5. Implement Machine Learning Model for Predictive Analysis

To make our system more intelligent, we'll train a machine learning model to predict revenue loss probability:

# Prepare data for ML model
le = LabelEncoder()
df['service_type_encoded'] = le.fit_transform(df['service_type'])
df['terms_compliance_encoded'] = le.fit_transform(df['terms_compliance'])
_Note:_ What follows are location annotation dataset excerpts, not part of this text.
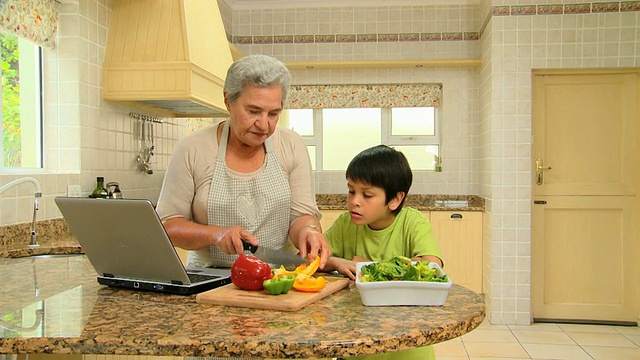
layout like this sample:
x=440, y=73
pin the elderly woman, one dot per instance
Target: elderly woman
x=243, y=178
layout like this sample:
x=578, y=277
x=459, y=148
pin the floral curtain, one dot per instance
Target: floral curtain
x=363, y=96
x=33, y=20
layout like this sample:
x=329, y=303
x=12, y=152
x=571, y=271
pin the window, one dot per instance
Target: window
x=21, y=117
x=335, y=136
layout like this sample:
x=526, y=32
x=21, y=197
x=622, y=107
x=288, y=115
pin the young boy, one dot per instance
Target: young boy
x=376, y=227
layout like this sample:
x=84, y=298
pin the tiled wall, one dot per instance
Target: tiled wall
x=487, y=111
x=387, y=32
x=517, y=39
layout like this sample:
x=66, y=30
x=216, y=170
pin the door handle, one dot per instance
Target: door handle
x=540, y=171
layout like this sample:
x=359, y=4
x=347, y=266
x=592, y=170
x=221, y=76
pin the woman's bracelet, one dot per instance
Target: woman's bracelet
x=314, y=227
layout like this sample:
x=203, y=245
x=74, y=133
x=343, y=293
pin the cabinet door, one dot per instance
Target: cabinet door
x=459, y=234
x=328, y=217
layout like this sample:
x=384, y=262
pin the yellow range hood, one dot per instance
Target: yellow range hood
x=167, y=57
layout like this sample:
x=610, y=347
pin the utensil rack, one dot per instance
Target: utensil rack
x=144, y=132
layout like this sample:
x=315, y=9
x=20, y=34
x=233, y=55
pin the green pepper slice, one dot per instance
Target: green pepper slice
x=279, y=285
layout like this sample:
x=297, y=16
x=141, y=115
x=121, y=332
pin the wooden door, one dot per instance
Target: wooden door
x=585, y=241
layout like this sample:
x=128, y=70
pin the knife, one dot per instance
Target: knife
x=272, y=255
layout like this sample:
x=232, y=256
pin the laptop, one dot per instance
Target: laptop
x=127, y=245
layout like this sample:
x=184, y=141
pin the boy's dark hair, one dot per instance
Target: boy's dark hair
x=383, y=167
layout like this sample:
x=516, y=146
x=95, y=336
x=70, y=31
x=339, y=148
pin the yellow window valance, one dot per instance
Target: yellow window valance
x=363, y=96
x=33, y=20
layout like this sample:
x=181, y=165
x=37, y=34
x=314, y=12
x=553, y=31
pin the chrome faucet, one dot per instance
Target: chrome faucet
x=38, y=194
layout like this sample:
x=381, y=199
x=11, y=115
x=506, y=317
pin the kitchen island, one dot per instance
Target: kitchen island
x=55, y=305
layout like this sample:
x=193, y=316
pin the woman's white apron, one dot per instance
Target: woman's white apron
x=259, y=201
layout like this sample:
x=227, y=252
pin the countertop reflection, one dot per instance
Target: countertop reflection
x=56, y=306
columns_to_use = ['contract_value', 'service_type_encoded', 'terms_compliance_encoded']
X = df[columns_to_use]
y = df['potential_loss']

# Split data
from sklearn.model_selection import train_test_split
X_train, X_test, y_train, y_test = train_test_split(X, y, test_size=0.2, random_state=42)

# Train model
model = RandomForestClassifier(n_estimators=100, random_state=42)
model.fit(X_train, y_train)

# Evaluate model
accuracy = model.score(X_test, y_test)
print(f'Model Accuracy: {accuracy:.2f}')

The Random Forest model provides a good baseline for classification tasks and is robust to overfitting, making it suitable for enterprise applications where data quality can vary.
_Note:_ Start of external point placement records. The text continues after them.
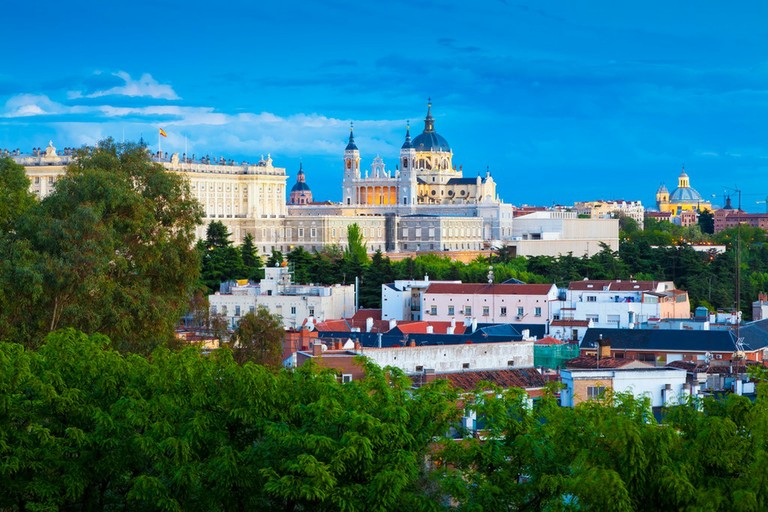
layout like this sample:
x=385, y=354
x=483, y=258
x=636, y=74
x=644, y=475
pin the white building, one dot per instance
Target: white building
x=553, y=233
x=294, y=303
x=401, y=300
x=489, y=303
x=663, y=386
x=607, y=209
x=621, y=303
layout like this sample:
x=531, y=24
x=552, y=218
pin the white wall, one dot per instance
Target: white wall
x=451, y=358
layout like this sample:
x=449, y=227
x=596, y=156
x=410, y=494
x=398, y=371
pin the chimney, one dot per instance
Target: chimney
x=604, y=347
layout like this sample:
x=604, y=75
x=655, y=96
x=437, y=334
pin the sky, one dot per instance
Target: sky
x=562, y=101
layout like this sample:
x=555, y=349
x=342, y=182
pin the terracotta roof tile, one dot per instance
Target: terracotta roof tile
x=590, y=361
x=489, y=289
x=525, y=378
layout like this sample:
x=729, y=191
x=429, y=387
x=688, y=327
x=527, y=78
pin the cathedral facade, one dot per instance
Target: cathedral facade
x=424, y=175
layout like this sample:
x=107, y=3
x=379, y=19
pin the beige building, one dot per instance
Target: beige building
x=608, y=209
x=294, y=303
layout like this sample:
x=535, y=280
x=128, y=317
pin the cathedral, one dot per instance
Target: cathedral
x=683, y=198
x=425, y=175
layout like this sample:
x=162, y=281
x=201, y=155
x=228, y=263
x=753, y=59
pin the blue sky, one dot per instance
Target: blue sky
x=561, y=100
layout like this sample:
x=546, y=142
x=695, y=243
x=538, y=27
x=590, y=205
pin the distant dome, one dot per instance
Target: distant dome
x=300, y=186
x=430, y=140
x=685, y=195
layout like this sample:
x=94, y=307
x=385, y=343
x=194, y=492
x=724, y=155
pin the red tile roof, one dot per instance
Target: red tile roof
x=363, y=314
x=488, y=289
x=549, y=340
x=526, y=378
x=420, y=327
x=614, y=286
x=570, y=323
x=590, y=361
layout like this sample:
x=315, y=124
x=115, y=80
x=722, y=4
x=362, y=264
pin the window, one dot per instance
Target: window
x=594, y=392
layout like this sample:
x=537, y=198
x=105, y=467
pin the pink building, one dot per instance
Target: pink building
x=489, y=303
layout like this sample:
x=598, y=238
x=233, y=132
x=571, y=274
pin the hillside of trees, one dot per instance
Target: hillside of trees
x=84, y=427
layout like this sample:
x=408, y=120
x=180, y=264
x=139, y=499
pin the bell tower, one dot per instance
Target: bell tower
x=408, y=183
x=351, y=169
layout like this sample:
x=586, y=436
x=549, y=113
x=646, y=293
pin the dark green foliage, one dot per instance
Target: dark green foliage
x=109, y=251
x=259, y=338
x=84, y=428
x=221, y=261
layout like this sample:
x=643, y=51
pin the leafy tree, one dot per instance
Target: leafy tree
x=707, y=222
x=221, y=261
x=302, y=265
x=378, y=272
x=259, y=338
x=113, y=244
x=252, y=264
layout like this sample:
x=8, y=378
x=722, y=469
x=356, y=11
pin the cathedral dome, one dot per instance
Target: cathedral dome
x=430, y=140
x=685, y=195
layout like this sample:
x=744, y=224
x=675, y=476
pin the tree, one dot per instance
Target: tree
x=378, y=272
x=221, y=261
x=259, y=338
x=252, y=264
x=113, y=245
x=707, y=222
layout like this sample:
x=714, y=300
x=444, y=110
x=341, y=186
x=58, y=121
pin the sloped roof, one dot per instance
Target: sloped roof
x=590, y=361
x=525, y=378
x=570, y=323
x=489, y=289
x=614, y=286
x=549, y=340
x=755, y=338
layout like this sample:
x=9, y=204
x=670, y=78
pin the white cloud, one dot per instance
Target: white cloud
x=28, y=105
x=144, y=87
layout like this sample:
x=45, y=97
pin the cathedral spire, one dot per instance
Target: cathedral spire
x=351, y=146
x=407, y=144
x=429, y=122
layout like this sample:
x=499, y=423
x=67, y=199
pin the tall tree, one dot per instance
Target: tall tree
x=113, y=244
x=221, y=261
x=259, y=338
x=252, y=264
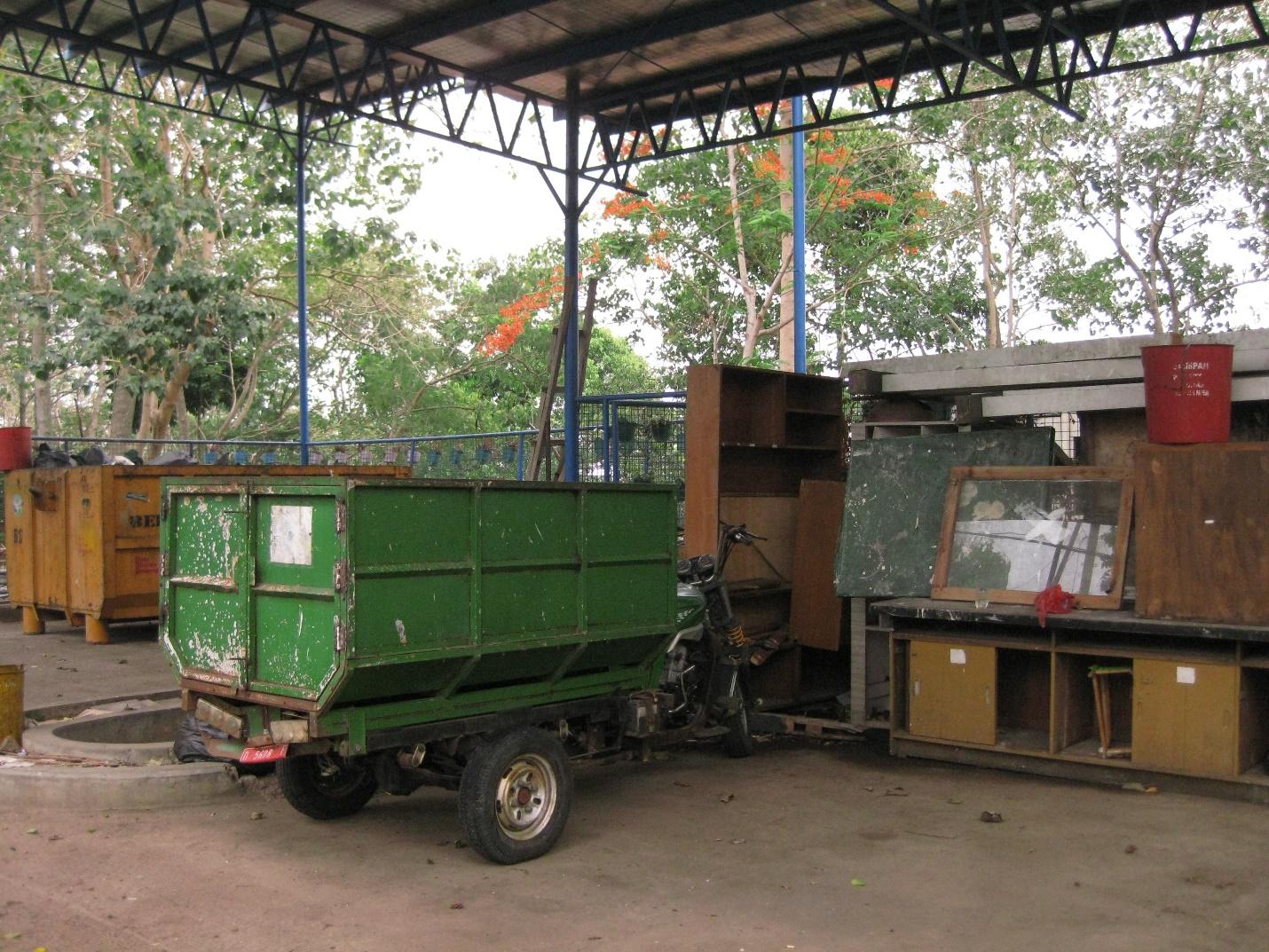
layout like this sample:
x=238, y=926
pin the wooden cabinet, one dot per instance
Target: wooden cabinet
x=1184, y=716
x=1202, y=532
x=1100, y=696
x=755, y=433
x=952, y=692
x=753, y=437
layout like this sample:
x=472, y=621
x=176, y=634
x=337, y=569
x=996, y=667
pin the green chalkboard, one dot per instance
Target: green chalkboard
x=896, y=488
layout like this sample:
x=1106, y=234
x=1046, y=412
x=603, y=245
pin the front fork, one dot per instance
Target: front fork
x=728, y=695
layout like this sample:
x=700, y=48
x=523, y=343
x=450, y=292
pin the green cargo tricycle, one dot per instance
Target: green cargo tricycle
x=371, y=633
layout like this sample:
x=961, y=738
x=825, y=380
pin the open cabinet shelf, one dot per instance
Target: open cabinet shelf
x=1183, y=704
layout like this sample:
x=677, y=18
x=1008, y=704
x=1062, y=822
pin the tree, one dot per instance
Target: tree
x=708, y=241
x=476, y=361
x=1127, y=220
x=1166, y=165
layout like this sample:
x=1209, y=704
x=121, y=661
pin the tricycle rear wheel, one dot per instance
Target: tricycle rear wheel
x=325, y=786
x=516, y=795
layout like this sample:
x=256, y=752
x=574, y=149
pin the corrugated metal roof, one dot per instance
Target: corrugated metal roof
x=634, y=62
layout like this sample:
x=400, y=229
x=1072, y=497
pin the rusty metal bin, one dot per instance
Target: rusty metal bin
x=84, y=541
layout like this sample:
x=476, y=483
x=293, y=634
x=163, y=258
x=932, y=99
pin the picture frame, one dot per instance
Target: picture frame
x=1009, y=532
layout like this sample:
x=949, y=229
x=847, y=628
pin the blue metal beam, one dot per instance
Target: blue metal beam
x=799, y=241
x=658, y=28
x=571, y=268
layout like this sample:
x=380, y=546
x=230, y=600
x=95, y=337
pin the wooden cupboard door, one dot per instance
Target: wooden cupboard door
x=1183, y=716
x=952, y=692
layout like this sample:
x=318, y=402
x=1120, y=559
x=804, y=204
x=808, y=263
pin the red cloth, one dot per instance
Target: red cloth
x=1053, y=601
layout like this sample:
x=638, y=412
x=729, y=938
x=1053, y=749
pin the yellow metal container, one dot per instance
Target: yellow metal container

6. Generate Spend Recovery Report

Finally, we'll create a comprehensive report that highlights potential revenue recovery opportunities:

def generate_recovery_report(df, model):
    # Predict potential losses using ML model
    X_pred = df[columns_to_use]
    df['loss_probability'] = model.predict_proba(X_pred)[:, 1]
    
    # Identify high-risk contracts
    high_risk = df[df['loss_probability'] > 0.5]
    
    # Create summary statistics
    total_value = df['contract_value'].sum()
    potential_loss_value = high_risk['contract_value'].sum()
    
    print('=== Enterprise Spend Recovery Report ===')
    print(f'Total Contract Value: ${total_value:,}')
    print(f'Potential Loss Value: ${potential_loss_value:,}')
    print(f'Estimated Recovery Opportunity: ${total_value - potential_loss_value:,}')
    
    print('\nHigh-Risk Contracts:')
    print(high_risk[['contract_id', 'company_name', 'contract_value', 'loss_probability']])
    
    return high_risk

# Generate the report
high_risk_contracts = generate_recovery_report(df, model)
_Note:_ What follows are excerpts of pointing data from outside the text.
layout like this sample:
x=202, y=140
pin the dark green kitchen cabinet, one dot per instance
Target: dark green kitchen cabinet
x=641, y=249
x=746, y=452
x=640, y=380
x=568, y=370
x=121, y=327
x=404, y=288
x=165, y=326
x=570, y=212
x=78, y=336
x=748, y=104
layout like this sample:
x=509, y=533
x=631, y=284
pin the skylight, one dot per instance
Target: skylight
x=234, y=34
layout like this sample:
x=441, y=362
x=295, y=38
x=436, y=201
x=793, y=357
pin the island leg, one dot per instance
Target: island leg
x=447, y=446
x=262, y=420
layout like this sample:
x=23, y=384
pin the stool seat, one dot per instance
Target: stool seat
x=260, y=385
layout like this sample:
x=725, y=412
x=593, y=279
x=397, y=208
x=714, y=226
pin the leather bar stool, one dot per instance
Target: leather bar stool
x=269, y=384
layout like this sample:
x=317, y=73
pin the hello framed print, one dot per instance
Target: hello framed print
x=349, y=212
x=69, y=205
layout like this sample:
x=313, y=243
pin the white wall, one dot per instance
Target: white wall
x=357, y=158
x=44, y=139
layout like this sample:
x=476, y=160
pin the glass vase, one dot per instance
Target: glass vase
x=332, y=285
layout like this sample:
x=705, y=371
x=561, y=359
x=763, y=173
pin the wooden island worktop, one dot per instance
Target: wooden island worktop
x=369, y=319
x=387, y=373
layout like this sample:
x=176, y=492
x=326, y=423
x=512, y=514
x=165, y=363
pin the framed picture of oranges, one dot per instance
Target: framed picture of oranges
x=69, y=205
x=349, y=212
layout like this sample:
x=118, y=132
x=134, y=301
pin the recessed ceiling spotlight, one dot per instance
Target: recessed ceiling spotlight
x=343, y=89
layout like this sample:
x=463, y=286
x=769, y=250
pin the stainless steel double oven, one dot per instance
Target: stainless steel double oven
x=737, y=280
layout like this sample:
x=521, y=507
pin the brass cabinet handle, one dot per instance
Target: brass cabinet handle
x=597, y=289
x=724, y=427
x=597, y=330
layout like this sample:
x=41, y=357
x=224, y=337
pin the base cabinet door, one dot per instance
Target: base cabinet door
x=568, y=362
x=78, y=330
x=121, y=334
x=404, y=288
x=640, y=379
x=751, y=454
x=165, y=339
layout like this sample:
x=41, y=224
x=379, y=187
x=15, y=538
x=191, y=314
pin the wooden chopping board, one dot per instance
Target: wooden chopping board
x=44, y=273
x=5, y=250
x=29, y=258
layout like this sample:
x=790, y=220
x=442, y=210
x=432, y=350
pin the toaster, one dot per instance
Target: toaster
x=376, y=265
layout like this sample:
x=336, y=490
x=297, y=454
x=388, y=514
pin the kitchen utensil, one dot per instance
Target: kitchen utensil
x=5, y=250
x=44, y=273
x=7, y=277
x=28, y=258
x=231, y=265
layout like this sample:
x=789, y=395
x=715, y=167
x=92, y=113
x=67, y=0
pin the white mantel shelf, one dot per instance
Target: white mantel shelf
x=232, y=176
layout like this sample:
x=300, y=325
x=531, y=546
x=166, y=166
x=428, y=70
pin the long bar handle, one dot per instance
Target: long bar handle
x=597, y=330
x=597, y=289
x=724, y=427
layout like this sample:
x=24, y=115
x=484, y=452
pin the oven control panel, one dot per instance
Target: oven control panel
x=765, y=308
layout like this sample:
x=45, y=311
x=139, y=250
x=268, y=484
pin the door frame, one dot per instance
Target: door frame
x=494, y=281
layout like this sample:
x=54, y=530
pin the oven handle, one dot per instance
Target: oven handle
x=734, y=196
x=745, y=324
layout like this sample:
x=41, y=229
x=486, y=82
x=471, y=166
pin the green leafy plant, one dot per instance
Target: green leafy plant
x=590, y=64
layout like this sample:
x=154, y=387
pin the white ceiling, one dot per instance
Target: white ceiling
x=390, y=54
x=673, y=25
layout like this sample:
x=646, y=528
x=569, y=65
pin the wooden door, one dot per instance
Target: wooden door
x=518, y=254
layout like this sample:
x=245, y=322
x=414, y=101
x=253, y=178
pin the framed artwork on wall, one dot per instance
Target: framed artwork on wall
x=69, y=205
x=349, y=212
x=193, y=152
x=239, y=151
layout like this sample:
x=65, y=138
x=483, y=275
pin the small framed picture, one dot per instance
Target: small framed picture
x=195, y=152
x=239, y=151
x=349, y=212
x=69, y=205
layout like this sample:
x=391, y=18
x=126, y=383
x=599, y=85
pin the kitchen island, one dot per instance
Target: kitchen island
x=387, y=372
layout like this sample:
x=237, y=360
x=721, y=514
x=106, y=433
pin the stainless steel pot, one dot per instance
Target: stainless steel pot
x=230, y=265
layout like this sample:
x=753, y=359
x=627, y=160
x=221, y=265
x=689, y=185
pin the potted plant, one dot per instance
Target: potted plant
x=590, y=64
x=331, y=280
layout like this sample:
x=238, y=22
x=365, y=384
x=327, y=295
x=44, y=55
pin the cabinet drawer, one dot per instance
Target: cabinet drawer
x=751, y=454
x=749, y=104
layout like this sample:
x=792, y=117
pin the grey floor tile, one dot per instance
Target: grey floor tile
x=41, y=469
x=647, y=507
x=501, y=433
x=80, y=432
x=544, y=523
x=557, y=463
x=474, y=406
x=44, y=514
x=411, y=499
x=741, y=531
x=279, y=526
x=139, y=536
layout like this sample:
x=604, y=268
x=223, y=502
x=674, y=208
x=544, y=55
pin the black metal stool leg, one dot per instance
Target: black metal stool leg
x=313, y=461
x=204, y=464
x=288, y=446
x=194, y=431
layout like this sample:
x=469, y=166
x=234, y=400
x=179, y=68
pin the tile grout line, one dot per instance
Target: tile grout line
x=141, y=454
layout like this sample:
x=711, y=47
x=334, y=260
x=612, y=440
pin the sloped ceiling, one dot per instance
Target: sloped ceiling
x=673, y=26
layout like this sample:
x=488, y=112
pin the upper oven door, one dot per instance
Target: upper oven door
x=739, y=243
This report provides actionable insights that enterprise decision-makers can use to prioritize recovery efforts.

7. Visualize Results

Visualizing our findings helps stakeholders understand the data more effectively:

import matplotlib.pyplot as plt

# Plot contract values by risk level
plt.figure(figsize=(10, 6))
plt.hist([df[df['potential_loss']==1]['contract_value'], df[df['potential_loss']==0]['contract_value']], 
         bins=10, label=['High Risk', 'Low Risk'], alpha=0.7)
plt.xlabel('Contract Value')
plt.ylabel('Frequency')
plt.title('Distribution of Contract Values by Risk Level')
plt.legend()
plt.show()

Charts and graphs make complex data more accessible and help communicate findings to non-technical stakeholders.

Summary

This tutorial demonstrated how to build a foundational spend recovery system that mimics the core functionality of enterprise AI solutions like Rivvun AI. We created a system that:

Loads and explores enterprise contract data
Identifies potential revenue losses through rule-based logic
Implements machine learning for predictive analysis
Generates comprehensive recovery reports
Visualizes findings for stakeholder communication

While this is a simplified prototype, it demonstrates the core principles that enterprise AI systems use to identify and recover lost revenue. In real-world applications, such systems would integrate with enterprise resource planning (ERP) systems, process large volumes of data, and continuously learn from new information to improve accuracy over time.